Ketiga adalah konsep diri. Menurut Smith, konsep diri adalah evaluasi yang dilakukan individu terhadap kemampuan dan kelemahan yang dimiliki. Target,
arah, dan intensitas konsep diri pada dasarnya seperti ranah afektif yang lain. Target konsep diri biasanya orang tetapi bisa juga institusi seperti sekolah. Arah
konsep diri bisa positif atau negatif, dan intensitasnya bisa dinyatakan dalam suatu daerah kontinum, yaitu mulai dari rendah sampai tinggi. Konsep diri ini penting
untuk menentukan jenjang karir peserta didik, yaitu dengan mengetahui kekuatan
10 dan kelemahan diri sendiri, dapat dipilih alternatif karir yang tepat bagi peserta
didik. Selain itu informasi konsep diri penting bagi sekolah untuk memberikan motivasi belajar peserta didik dengan tepat.

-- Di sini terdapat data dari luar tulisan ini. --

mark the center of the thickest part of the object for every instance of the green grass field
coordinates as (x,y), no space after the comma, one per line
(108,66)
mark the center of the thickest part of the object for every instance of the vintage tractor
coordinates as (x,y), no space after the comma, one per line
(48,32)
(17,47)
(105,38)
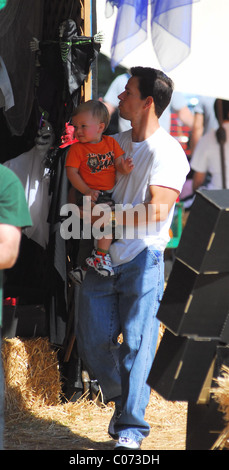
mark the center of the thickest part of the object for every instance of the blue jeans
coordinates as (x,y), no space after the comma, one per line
(126,302)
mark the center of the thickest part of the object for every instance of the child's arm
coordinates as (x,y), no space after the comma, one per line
(78,183)
(124,166)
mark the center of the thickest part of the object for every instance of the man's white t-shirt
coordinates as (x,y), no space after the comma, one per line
(159,160)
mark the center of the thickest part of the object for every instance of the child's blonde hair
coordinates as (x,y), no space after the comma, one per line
(97,108)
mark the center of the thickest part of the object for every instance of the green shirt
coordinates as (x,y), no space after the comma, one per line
(13,208)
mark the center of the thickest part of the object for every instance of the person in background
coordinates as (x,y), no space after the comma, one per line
(14,215)
(206,157)
(127,302)
(204,119)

Keempat yaitu nilai. Menurut Rokeah 1968 merupakan suatu keyakinan tentang perbuatan, tindakan, atau perilaku yang dianggap baik dan yang dianggap
buruk. Selanjutnya dijelaskan bahwa sikap mengacu pada suatu organisasi sejumlah keyakinan sekitar objek spesifik atau situasi, sedangkan nilai mengacu
pada keyakinan. Nilai cenderung menjadi ide, target nilai dapat juga berupa sesuatu seperti sikap dan perilaku. Arah nilai dapat positif dan dapat negatif. Selanjutnya
intensitas nilai dapat dikatakan tinggi atau rendah tergantung pada situasi dan nilai yang diacu. Tyler 1973:7, menyebutkan nilai ialah suatu objek, aktivitas, atau ide
yang dinyatakan oleh individu dalam mengarahkan minat, sikap, dan kepuasan. Kelima yaitu moral. Masalah moral banyak dibahas oleh Piaget dan
Kohlberg banyak membahas tentang perkembangan moral anak. Namun ada sedikit perbedaan dari keduanya, kalau Kohlberg mengabaikan masalah hubungan antara
judgement moral dan tindakan moral. Ia hanya mempelajari prinsip moral
seseorang melalui penafsiran respon verbal terhadap dilema hipotetikal atau dugaan, bukan pada bagaimana sesungguhnya seseorang bertindak. Moral
berkenaan dengan perasaan salah atau benar terhadap kebahagiaan orang lain atau perasaan terhadap tindakan yang dilakukan diri sendiri. Misalnya menipu orang
lain, membohongi orang lain, atau melukai orang lain baik fisik maupun psikis. Moral juga sering dikaitkan dengan keyakinan agama seseorang, yaitu keyakinan
akan perbuatan yang berdosa dan berpahala. Jadi moral berkaitan dengan prinsip, nilai, dan keyakinan seseorang.